Ontogeny of Purinergic Receptor-Regulated Ca2+ Signaling in Mouse Cortical Collecting Duct Epithelium

Abstract

Changes in ATP-induced increase in [Ca²⁺]_i during collecting duct ontogeny were studied in primary monolayer cultures of mouse ureteric bud (UB) and cortical collecting duct (CCD) cells by Fura-PE3 fluorescence ratio imaging. In UB (embryonic day E14 and postnatal day P1) the ATP-stimulated increase (EC₅₀ ≈ 1 µM) in fluorescence ratio (ΔR_ATP) was independent of extracellular Ca²⁺ and insensitive to the P2 purinoceptor-antagonist suramin (1 mM). From day P7 onward when CCD morphogenesis had been completed ΔR_ATP increased and became dependent on extracellular Ca²⁺. This ATP-stimulated Ca²⁺ entry into CCD cells was non-capacitative and suramin (1 mM)-insensitive, but sensitive to nifedipine (30 µM) and enhanced by Bay K8644 (15 µM), a blocker and an agonist of L-type Ca²⁺ channels, respectively.
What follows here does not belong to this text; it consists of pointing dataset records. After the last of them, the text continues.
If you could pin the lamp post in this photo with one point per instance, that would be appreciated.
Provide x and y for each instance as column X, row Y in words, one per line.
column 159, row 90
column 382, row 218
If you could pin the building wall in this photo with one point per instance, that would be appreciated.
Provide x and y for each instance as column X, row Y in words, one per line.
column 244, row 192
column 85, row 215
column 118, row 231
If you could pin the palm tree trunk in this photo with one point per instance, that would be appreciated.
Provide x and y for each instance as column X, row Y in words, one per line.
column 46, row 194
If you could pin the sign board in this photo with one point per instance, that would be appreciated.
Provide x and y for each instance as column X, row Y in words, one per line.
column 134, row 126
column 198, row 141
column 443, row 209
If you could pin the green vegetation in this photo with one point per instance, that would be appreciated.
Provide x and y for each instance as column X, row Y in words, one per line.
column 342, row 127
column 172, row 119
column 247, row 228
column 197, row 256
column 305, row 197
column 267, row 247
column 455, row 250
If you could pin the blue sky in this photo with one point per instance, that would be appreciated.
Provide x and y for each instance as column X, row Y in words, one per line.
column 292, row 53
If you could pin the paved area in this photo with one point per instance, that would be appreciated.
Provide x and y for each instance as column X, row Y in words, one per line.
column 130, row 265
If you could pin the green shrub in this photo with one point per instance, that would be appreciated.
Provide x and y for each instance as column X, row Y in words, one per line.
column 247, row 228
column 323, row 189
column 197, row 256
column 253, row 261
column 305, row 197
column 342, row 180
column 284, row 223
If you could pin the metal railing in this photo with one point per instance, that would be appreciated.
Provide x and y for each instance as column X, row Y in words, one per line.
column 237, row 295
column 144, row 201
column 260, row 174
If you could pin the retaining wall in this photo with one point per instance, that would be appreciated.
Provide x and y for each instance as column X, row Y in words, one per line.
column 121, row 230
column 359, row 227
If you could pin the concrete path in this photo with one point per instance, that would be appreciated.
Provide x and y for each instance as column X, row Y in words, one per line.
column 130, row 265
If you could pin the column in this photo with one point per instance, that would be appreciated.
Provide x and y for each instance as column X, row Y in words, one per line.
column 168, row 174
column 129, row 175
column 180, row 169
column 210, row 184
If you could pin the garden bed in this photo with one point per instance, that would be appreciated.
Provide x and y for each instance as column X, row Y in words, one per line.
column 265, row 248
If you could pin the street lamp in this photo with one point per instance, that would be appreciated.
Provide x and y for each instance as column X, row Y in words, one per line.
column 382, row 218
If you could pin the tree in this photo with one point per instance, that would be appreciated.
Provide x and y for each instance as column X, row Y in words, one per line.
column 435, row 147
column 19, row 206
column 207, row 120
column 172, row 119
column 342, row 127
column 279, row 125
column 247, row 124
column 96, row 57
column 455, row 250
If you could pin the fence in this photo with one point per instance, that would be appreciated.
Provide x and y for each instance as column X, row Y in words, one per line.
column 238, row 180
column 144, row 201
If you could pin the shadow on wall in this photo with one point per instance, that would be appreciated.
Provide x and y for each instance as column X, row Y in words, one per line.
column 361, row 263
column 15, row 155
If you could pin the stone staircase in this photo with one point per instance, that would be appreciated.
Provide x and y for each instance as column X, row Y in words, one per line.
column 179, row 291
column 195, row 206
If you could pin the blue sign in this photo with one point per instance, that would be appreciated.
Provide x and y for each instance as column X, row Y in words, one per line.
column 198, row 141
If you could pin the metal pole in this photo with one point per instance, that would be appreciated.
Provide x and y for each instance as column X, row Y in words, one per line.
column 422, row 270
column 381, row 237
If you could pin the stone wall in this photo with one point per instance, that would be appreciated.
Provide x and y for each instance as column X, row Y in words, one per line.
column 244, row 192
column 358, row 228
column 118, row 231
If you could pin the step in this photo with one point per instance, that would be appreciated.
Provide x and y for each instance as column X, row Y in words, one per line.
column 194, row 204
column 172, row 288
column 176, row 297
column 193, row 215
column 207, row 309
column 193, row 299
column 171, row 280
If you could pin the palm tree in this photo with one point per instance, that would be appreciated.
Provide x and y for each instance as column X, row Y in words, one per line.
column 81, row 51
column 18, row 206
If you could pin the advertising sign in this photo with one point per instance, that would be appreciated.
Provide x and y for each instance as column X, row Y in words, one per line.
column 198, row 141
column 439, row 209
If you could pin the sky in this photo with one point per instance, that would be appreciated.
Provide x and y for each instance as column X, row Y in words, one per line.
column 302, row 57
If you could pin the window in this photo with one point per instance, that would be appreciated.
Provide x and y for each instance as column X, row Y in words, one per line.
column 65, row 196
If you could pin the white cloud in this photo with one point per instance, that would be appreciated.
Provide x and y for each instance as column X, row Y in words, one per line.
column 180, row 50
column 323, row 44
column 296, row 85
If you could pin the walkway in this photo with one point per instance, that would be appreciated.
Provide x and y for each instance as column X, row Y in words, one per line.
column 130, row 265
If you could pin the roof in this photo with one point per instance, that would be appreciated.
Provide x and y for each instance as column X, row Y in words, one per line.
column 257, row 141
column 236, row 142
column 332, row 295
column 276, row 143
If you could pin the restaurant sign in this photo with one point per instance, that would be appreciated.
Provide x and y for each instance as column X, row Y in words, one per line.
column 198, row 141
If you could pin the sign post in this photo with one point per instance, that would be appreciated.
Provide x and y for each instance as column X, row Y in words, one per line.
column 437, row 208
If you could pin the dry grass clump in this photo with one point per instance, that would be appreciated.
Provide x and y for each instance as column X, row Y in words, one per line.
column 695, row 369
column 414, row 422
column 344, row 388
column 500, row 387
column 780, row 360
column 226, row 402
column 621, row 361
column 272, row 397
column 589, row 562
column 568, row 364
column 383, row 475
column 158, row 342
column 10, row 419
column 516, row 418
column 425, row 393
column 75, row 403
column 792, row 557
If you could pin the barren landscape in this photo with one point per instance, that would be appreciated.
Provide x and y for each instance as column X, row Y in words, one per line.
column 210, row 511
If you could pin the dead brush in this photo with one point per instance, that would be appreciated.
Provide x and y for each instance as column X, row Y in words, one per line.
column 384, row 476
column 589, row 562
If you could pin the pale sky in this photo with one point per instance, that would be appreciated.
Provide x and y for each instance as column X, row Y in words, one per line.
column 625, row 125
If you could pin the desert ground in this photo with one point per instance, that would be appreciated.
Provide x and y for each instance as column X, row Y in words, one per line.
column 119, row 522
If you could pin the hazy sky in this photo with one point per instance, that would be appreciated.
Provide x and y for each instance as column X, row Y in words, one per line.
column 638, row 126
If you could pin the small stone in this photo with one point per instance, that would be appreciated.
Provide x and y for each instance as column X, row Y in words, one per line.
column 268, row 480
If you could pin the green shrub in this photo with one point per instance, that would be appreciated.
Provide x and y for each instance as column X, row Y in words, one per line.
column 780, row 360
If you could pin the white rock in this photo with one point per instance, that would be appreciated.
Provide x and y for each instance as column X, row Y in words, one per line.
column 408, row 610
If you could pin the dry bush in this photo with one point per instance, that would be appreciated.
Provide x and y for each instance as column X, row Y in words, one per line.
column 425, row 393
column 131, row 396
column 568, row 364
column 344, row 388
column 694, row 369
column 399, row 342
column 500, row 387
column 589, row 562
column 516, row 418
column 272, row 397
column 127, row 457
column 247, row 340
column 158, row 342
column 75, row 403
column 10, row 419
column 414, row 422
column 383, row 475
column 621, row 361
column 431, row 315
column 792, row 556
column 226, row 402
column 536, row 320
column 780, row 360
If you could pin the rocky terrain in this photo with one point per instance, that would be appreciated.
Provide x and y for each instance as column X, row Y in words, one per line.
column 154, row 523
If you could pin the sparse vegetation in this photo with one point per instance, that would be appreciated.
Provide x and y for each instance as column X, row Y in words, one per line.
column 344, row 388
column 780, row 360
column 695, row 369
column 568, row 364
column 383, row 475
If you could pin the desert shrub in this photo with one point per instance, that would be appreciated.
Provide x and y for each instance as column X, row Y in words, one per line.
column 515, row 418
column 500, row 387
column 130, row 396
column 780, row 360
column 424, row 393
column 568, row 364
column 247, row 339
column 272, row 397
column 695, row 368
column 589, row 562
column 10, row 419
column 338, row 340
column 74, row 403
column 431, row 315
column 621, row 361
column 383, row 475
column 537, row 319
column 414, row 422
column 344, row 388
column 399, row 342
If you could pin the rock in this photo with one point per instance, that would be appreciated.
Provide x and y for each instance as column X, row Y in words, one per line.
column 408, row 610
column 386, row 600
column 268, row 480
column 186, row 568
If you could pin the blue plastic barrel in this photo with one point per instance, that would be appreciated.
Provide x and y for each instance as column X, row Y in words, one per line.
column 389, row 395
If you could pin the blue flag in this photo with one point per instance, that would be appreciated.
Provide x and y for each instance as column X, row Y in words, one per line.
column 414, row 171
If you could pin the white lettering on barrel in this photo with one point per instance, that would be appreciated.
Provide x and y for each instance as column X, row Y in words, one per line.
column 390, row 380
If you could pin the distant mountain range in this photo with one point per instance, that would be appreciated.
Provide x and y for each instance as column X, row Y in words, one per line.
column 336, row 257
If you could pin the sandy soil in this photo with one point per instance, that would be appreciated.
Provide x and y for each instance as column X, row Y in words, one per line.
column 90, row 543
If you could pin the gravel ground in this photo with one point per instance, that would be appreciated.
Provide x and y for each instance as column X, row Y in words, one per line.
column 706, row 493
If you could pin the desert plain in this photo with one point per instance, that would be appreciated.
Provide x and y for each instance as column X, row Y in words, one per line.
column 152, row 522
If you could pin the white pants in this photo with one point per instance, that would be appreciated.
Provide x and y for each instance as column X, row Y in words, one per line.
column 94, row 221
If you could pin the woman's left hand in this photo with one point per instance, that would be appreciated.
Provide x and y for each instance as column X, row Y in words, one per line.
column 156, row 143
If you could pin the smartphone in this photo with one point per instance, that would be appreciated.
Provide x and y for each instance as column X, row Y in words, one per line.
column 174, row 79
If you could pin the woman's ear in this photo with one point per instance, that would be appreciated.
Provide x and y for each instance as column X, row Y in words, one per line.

Quantitative RT-PCR demonstrated similar mRNA expression of L-type Ca²⁺ channel α1-subunit, P2Y₁, P2Y₂, and P2X_4b purinoceptors in UB and CCD monolayers while the abundance of P2X₄ mRNA increased with CCD morphogenesis. In conclusion, both embryonic and postnatal cells express probably P2Y₂-stimulated Ca²⁺ release from intracellular stores. With development, the CCD epithelium acquires ATP-stimulated Ca²⁺ entry via L-type Ca²⁺ channels. This pathway might by mediated by the increasing expression of P2X₄-receptors resulting in an increasing ATP-dependent membrane depolarization and activation of L-type Ca²⁺ channels.